通常の魔将機とは比較にならない分厚いオリハルコンの重装甲と、巨大な棘付きの鉄球を引きずる、軍団のボス——『重装魔将機』だ。
ギガガ……『障害物……完全排除……』
重装魔将機が、ガオガオンの頭部目掛けて、家屋ほどもある巨大な鉄球をフルスイングで振り下ろしてくる。
回避するには質量が大きすぎる。俺は即座にキーボードを叩いた。
「下半身、玄武システムへ魔力を全集中! 絶対防壁展開!!」
『任せよマスター! 我が地に足をつける限り、この装甲は砕けん!』
ガオガオンの両脚——黒き亀甲が大地に深く根を張り、ドーム状の緑色のエネルギーシールド『玄武シールド』を展開する。
メシャァァァァァァッッ!!!
鉄球がシールドに激突し、凄まじい衝撃波がコックピットを揺らした。
「きゃあっ!?」
「うわわっ、マイクがッ!」
シールドは持ち堪えた。しかし、敵の圧倒的な質量と出力に押され、ガオガオンの巨体がズリズリと後方へ押し込まれていく。シールドの表面にピキピキと亀裂が走り始めた。

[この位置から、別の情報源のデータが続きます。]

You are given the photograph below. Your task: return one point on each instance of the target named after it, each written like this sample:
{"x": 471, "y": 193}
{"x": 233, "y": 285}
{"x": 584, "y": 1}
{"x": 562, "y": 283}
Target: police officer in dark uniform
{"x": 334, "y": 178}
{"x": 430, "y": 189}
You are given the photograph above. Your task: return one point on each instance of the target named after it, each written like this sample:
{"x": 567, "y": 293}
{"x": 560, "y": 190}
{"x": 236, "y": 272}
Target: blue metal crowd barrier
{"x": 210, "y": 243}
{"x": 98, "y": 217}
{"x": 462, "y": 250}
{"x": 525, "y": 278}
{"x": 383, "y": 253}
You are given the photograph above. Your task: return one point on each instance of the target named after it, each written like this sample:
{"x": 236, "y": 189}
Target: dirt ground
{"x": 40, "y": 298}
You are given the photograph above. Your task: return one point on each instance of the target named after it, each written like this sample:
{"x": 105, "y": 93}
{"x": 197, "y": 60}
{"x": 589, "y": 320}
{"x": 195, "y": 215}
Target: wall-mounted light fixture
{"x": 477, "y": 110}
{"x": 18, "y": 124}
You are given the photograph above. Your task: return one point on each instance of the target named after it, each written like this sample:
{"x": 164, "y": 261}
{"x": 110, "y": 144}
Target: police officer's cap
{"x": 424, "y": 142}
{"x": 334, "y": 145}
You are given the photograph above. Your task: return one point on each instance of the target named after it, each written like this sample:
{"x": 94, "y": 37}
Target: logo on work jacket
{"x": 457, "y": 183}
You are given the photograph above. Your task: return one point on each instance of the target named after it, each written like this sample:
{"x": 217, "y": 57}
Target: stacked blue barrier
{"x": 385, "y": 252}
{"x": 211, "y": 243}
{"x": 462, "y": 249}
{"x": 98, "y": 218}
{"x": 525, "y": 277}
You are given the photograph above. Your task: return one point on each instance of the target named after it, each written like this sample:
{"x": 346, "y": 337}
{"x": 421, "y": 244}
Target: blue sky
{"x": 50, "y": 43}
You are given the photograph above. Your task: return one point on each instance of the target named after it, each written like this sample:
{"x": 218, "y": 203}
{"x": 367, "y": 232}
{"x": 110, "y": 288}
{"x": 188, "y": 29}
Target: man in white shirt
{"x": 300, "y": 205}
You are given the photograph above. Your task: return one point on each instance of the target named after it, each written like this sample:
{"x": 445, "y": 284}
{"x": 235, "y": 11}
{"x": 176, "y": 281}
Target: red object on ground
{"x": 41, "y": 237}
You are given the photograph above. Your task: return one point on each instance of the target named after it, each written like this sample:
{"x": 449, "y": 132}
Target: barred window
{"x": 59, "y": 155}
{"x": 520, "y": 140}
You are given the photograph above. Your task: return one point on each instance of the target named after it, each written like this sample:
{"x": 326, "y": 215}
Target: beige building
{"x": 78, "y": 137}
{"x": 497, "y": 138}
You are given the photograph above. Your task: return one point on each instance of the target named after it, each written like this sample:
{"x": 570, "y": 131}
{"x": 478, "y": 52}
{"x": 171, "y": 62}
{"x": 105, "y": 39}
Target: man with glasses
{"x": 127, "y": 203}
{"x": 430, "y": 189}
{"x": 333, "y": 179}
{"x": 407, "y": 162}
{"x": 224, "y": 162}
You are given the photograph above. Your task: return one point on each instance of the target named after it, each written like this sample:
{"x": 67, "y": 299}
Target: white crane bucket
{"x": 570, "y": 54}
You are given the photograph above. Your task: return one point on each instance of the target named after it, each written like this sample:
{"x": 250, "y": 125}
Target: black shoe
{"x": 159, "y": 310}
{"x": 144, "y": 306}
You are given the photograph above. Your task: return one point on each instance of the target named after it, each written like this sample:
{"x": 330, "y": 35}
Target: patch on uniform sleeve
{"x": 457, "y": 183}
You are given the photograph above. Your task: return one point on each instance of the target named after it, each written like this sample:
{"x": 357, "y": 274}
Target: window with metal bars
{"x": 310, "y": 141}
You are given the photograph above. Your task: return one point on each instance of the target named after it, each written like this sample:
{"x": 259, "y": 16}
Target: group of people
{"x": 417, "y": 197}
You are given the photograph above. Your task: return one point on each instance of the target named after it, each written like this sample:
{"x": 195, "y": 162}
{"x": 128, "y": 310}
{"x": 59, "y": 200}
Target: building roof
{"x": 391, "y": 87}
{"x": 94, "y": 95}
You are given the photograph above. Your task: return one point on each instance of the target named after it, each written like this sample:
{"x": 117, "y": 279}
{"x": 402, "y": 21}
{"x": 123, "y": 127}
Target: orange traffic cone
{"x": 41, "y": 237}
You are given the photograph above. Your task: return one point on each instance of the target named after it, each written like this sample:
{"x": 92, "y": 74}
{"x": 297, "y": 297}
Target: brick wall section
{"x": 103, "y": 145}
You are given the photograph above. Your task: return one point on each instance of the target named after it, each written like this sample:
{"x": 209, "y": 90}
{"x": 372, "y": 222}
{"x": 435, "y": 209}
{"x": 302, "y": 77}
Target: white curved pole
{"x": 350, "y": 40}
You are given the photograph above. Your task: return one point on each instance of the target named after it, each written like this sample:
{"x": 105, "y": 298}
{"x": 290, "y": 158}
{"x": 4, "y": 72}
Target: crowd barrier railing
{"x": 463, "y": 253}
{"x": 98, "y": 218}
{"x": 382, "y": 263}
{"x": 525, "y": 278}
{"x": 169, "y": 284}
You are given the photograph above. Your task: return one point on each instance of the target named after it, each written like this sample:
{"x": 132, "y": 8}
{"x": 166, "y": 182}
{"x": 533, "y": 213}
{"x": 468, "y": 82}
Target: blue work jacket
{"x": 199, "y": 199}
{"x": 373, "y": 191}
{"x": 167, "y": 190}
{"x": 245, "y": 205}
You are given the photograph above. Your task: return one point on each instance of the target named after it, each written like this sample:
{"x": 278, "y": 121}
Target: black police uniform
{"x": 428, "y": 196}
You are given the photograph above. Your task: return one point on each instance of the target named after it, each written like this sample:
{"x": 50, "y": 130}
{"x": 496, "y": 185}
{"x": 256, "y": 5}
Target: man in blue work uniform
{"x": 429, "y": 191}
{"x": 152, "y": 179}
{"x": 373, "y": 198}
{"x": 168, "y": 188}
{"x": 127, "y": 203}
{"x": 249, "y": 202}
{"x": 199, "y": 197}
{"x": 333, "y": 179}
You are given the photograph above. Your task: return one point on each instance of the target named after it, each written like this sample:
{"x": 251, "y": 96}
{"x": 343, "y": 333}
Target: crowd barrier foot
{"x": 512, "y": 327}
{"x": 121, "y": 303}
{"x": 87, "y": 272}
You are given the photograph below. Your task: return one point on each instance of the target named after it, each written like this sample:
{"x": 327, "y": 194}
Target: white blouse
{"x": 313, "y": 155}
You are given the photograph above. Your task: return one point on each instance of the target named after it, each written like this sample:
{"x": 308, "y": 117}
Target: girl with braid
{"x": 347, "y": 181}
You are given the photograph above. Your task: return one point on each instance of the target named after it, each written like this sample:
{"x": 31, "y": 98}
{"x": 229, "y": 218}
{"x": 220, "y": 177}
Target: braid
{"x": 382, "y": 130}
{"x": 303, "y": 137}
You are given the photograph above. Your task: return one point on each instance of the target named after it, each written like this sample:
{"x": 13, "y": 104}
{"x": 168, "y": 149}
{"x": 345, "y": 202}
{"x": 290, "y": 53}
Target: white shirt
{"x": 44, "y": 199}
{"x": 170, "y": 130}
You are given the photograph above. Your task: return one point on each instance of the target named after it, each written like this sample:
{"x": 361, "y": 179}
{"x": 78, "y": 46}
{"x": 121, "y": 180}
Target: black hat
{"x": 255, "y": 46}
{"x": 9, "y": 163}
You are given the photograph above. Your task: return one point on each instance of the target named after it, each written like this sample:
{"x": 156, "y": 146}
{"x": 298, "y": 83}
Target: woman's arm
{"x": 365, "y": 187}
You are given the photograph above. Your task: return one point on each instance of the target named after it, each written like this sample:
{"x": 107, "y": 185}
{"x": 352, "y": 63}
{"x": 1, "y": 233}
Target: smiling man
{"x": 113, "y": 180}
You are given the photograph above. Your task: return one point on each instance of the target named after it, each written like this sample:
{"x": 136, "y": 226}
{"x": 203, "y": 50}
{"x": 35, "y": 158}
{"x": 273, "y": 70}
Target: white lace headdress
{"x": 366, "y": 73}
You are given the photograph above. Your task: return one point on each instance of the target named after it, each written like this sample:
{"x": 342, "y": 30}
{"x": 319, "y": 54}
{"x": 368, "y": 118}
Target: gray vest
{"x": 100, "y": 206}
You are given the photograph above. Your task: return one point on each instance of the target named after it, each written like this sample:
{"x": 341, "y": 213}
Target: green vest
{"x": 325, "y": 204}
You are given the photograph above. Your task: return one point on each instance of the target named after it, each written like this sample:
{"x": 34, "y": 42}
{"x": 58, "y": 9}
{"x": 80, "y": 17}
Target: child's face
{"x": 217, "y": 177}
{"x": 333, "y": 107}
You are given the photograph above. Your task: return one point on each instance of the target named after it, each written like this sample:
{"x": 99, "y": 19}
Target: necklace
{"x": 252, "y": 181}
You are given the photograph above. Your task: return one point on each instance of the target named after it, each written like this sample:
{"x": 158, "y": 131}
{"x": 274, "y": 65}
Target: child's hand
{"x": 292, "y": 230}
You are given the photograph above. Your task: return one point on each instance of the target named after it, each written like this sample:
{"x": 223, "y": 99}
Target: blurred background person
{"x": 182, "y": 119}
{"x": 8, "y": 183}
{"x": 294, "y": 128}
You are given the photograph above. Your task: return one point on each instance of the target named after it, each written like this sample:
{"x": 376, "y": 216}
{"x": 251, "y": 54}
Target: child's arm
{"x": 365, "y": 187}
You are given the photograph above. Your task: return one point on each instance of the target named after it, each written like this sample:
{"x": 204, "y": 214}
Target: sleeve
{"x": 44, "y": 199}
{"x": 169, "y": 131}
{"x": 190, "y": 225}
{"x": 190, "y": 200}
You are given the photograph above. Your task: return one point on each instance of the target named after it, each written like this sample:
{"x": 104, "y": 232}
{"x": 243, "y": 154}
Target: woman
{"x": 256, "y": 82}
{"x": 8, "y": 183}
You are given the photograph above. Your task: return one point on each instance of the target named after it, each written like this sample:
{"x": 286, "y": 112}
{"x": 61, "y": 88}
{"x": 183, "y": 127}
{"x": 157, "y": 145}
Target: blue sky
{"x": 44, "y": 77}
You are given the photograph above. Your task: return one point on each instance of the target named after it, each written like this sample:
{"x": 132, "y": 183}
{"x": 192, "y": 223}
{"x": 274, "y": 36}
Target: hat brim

「くそっ……! 腐っても邪神の遺物の親玉か。単純なパワーなら向こうが上だぞ!」
システムのアラートが再び鳴り響く。
だが、俺の脳内にはすでに、このバグのような巨体を一撃でデリートする『最終コード』が組み上がっていた。
「耐えろお前ら! ガオン、胸部コアのチャージを急げ! とびきりのカウンターを叩き込んでやる!」
国境の荒野で、二体の巨大な鋼鉄の巨神が激突する。
ポポロ村の平和と、今日の夕飯のハンバーグを懸けた、最後の攻防が始まろうとしていた。